Advies besluit vervoersautoriteit

advies op vraag
Vlaams minister van Mobiliteit en Openbare Werken
Lydia Peeters

Tijdens de adviesprocedure over het ontwerpbesluit betreffende de vervoersautoriteit werd de MORA geconfronteerd met nieuwe informatie met belangrijke gevolgen voor de werking van de vervoersautoriteit, waaronder het openbaredienstencontract 2023-2027 van De Lijn en de koerswijziging m.b.t. de gefaseerde uitrol van basisbereikbaarheid. De MORA betreurt dat deze wijzigingen plaatsvonden binnen de gegeven adviestermijn omdat het een grondig en gedegen debat in de schoot van de Mobiliteitsraad over de gepaste rol van de vervoersautoriteit bemoeilijkte. Voorliggend advies moet dan ook binnen deze snel wijzigende context gelezen worden. De MORA verwacht dat in het verdere beleidsproces, en mede op basis van dit advies, meer politieke duidelijkheid geschapen wordt.

De raad vindt het belangrijk om de vervoersautoriteit te positioneren als onafhankelijk en neutraal tactisch orgaan met een sterke toezichthoudende en coördinerende rol. De MORA vindt hiervoor te weinig garanties terug in het voorliggend ontwerpbesluit.

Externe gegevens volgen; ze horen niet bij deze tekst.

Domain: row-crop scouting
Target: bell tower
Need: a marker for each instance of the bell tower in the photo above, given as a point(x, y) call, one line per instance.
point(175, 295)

De raad pleit er daarom voor om in het besluit sterker in te zetten op de tactische vertaling van strategische beleidsprincipes zoals combimobiliteit en het centraal zetten van de reiziger, en op de toezichts- en coördinerende functie ten opzichte van het operationeel niveau. De raad doet daartoe in dit advies enkele concrete voorstellen.